Morning Milking in Switzerland

We all build up a collection of homes as we progress through life, but: what if I was to argue that that collection was composed of every space that our body has ever occupied? 

For it is true — all of our waking life we spend in this one body. And wherever we stand, wherever we sit down at a dinner table, wherever we tuck ourselves in, we are still in that body. We exist in those spaces. Even if temporarily, we inhabit those spaces. We become a part of those spaces, and they become a part of us. 

What if I was to argue that our surroundings are always familiar ones — because of the way in which we view them? It does not matter at what we may be looking — we always see through our own eyes. We interpret a frame colored by our own lives, our own experience, our own pasts and our own souls. … The view is through a lens distinct to us. 

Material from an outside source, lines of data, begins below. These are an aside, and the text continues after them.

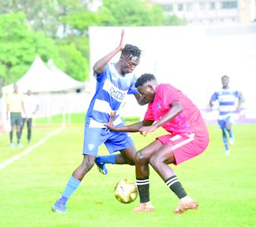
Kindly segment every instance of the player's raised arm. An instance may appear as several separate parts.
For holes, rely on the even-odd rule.
[[[109,61],[114,58],[114,56],[121,51],[125,48],[125,30],[122,30],[121,33],[121,40],[119,45],[109,54],[104,56],[103,58],[100,59],[96,61],[93,67],[93,72],[97,74],[100,74],[103,70],[105,66],[109,62]]]

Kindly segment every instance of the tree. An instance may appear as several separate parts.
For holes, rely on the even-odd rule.
[[[0,78],[5,85],[20,79],[36,55],[62,64],[54,40],[35,33],[21,13],[0,15]]]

I have passed through many different places. A collection of hostel bunk beds, attic rooms, mattresses and dirt-ground under starry skies gathers in my memories. I think of them all as my homes, because, however temporarily, I inhabited these spaces. I was of myself, within them. Even the roads in-between — the seat on the train, the road under my sneakers, the view from the window of the bus — become a part of the collection. My existence within them is fleeting, yes, but there you have the punch line: It is the continuous line of all of these various settings that composes the overarching setting of home. We reside permanently on whatever trajectory it is that we are following through life. It remains our home no matter how the physical surroundings manifest.

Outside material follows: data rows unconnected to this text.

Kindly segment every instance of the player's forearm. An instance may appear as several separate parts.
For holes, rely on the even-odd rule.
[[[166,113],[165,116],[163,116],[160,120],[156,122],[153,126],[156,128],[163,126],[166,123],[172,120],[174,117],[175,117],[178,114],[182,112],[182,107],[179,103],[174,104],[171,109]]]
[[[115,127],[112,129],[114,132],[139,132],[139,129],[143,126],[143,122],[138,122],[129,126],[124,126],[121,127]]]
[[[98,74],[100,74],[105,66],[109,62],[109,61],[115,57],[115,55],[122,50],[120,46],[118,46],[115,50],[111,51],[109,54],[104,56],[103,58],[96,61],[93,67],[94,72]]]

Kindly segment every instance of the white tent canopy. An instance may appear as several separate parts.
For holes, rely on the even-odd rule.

I only found home when I left it. I set out to make the world larger — and it only became all the smaller. The world became smaller … and my home became larger. My self-existence expanded with, and into, each new location. It was such freeing growth. I was not tied to anyone or anyplace but myself and what was coming next. I came to see that there is something to be made of everything; I came to see, then, that everything is what you make of it.

What if I was to argue that, in opening our eyes to this possibility, the eyes are turned not only farther outward but also more greatly inward. When we are at home within ourselves, we better understand our relative positioning in the space around us. And when this is the case, we are best able to draw the most from that space.

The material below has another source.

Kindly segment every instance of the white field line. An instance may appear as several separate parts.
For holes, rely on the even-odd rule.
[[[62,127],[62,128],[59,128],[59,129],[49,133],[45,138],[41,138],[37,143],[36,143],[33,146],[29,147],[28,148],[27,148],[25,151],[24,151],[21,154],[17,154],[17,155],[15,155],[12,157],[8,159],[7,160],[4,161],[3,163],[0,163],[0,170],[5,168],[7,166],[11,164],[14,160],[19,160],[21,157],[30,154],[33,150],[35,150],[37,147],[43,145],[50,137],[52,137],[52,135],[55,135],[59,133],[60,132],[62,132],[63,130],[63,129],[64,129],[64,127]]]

And so I came home from Europe to the same sensation as I had stepping out the doors of the train station in Zagreb, Croatia, in the dark, silent cocoon of early morning. The same light appears in my eyes when I say “hello” to my sister as when I shook hands for the first time with a woman in Sweden who was to become a very good friend of mine. And I stepped back onto the Dartmouth campus after two and a half years with the same anticipation as was with me when I would step into the barn for the morning milking in Switzerland.